Serverless Official Benchmark Visualizer built with React, TypeScript, Ant Design, and D3.
- Config-Driven: Load official benchmark sources from a client-side configuration file
- HuggingFace Integration: Automatically discover and fetch timestamped result files from HuggingFace datasets
- Multi-File Upload: Upload and compare multiple JSON/JSONL result files side-by-side
- Dynamic Schema Inference: Schema is derived from data at runtime using Zod
- Interactive Visualizations: D3-powered charts for category-based analysis, including expandable dashboards with bar charts and radar plots
- CSV Export: Export pivot tables and summaries
- Fully Static: Deployable to GitHub Pages, Netlify, or Vercel without a backend
npm install
npm run devnpm run build
npm run previewEdit public/config/benchmarks.config.json to configure official benchmark sources:
{
"official": [
{
"id": "twinkle_eval_v1",
"label": "Twinkle Eval v1 — Official",
"provider": "HuggingFace",
"modelName": "gpt-xyz-128k",
"variance": "default",
"openSource": false,
"hfFolderUrl": "https://huggingface.co/datasets/<owner>/<repo>/resolve/main/results/"
}
],
"ui": {
"defaultScale0100": false,
"pageSizes": [10, 20, 30, 50, 100]
},
"security": {
"allowOrigins": [
"https://huggingface.co",
"https://raw.githubusercontent.com"
]
}
}The app discovers result files from HuggingFace using two strategies:
-
Manifest File (Recommended): Place an
index.jsonfile in your results folder listing available files:["results_20250408_1216.json", "results_20250407_0930.json"]
-
HuggingFace API Fallback: If no manifest exists, the app attempts to use the HF API to list files (requires CORS to be enabled)

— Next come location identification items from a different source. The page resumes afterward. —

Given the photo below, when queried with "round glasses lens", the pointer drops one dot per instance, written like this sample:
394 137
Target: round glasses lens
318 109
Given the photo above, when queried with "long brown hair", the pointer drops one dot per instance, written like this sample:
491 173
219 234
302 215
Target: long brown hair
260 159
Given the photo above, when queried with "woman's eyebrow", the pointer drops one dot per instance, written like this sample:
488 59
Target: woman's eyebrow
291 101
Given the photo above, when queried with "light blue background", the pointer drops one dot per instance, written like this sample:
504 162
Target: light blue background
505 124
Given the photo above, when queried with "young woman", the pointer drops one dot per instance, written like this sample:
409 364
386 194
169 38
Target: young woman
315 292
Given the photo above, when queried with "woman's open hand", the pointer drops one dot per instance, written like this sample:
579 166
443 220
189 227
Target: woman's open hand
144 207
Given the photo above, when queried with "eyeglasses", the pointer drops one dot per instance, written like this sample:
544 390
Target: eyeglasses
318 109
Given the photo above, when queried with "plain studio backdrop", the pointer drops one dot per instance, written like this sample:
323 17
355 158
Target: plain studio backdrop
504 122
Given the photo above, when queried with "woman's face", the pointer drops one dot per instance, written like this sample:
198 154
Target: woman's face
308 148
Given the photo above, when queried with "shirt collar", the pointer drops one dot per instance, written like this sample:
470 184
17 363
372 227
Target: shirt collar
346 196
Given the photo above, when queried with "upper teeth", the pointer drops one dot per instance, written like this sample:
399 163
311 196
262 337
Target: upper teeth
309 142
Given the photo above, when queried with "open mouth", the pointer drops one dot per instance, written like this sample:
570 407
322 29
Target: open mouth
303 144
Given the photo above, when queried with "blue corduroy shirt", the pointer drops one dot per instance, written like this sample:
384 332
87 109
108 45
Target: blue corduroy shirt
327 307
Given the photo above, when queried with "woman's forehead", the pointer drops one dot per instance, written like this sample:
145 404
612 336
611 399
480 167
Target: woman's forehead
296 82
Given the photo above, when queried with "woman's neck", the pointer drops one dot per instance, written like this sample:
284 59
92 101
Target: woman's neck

Files must follow the pattern: results_YYYYMMDD_HHMM.json
- Example:
results_20250408_1216.json→ displayed as "2025-04-08 12:16" - The latest file (by timestamp) is automatically selected by default
Expected JSON structure:
{
"timestamp": "2025-10-01T12:34:56Z",
"config": {
"model": {
"name": "gpt-xyz-128k"
}
},
"dataset_results": {
"datasets/benchmark_name": {
"average_accuracy": 0.742,
"results": [
{
"file": "category.task.jsonl",
"accuracy_mean": 0.81,
"accuracy_std": 0.02
}
]
}
}
}JSONL format is also supported (one JSON object per line).
- React 18 + TypeScript (strict mode)
- Vite for fast development and building
- Ant Design v5 for UI components
- Ant Design Icons (no emojis in UI)
- D3 v7+ for all visualizations
- Tailwind CSS v4 for styling
- Zod for runtime schema validation
/public
/config/benchmarks.config.json # Configuration
/examples/results_example.json # Example data
/src
/components # UI components
ControlsPanel.tsx
DownloadButtons.tsx
FileUploader.tsx
/charts # D3 visualizations
CategoryDashboard.tsx
CompactDashboard.tsx
/features # Core logic (parse, transform, schema, etc.)
csv.ts
discover.ts
parse.ts
schema.ts
transform.ts
types.d.ts
/pages # Page components
Home.tsx
/types # Type definitions
ant-design-charts.d.ts
App.tsx # Root component
main.tsx # Entry point
This project is licensed under the MIT License. See the LICENSE file for details.